Wednesday, 24 December 2014

ATLANTIC DEPRESSION



         We made the return journey from Canada to the UK by ship; the venerable Polish ‘Stephan Batory’, across a cold, grey, stormy Atlantic, following one great depression after another. Icebergs towered in the mouth of the St Lawrence, awesome and serenely majestic in the cold currents that swept down from the north but after that there was nothing but the mountainous swell, in grey days and black nights. Seven days without a glimpse of the sun and I’d loved every minute of it. I must have been the only one.
On the third day Anne and the children were languishing in their cabin, in abject misery, along with most of the rest of the passengers and I was starting to feel terribly guilty that I’d selfishly subjected them to this misery. I consoled myself with the fact that I wasn’t to know - that the weather could have been much better. The restaurant by then was nearly empty and they were running low on sick bags.
 One awful night the old engines broke down and we wallowed helplessly at the mercy of the elements, listening to the hollow clanks reverberating up from somewhere in the bowels of the hull for hours, before finally getting underway once more. I still preferred it to flying - I’d rather swim than fly.

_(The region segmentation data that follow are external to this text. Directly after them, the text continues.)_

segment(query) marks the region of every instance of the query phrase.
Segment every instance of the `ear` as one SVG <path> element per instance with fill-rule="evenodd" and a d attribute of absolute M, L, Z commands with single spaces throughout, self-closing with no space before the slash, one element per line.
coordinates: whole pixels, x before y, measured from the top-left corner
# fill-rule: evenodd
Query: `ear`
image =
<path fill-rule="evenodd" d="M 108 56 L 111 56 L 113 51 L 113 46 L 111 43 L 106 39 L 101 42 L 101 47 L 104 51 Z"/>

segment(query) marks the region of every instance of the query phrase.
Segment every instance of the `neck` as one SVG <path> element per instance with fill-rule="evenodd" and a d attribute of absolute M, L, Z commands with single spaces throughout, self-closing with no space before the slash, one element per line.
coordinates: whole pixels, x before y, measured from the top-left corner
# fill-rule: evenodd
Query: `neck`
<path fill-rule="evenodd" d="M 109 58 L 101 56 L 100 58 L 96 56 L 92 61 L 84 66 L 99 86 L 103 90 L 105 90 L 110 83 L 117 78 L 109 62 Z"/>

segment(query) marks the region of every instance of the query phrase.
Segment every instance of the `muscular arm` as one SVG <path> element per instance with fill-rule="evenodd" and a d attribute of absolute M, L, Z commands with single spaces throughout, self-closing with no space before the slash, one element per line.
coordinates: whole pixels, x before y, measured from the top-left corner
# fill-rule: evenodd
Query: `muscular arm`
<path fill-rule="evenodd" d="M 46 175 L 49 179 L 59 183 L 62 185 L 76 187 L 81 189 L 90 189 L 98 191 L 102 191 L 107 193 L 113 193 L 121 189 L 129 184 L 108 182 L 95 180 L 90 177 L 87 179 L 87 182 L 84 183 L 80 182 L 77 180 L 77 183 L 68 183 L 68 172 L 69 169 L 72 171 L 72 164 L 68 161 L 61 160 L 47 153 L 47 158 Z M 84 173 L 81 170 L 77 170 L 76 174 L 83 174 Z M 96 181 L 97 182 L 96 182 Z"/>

 On the fourth night we were woken by a commotion in the corridor outside the cabin. It was two o clock in the morning and our bleary eyes were confronted with the bizarre sight of a funeral procession - a rolling, staggering funeral procession – banging from one side of the corridor to the other - uniformed officers of the Polish merchant fleet bearing a coffin with enormous dignity to the open deck at the rear. I watched in awe as they stood round the casket and conducted their moving ceremony, against that backdrop of heaving, malevolent, mountains of Atlantic swell, before sliding the flag shrouded casket into the black waters and casting their flowers and wreaths after it. For a moment, a small agitated garden of remembrance had danced in the elements before being swallowed up by the blackness. All I knew was that the deceased was an old Polish national, on his way home from the new world, one last time, to see his family. I wept with those people who gave me an insight into realms of pride and dignity that I’d rarely experienced before. They hadn’t needed to do that, but they’d done it just the same. Since that journey I’ve always loved the Poles, as inhabitants of a proud, courageous nation that is a credit to humanity. 
Before the end of the journey one or two more of the older passengers had also expired, either to be buried at sea or taken off at Southampton in body bags. I noticed ironically that they were accorded the dignity of being the first to disembark Seven days in all and at the end of it even I  felt unsteady on my feet but it was a thousand times better than flying.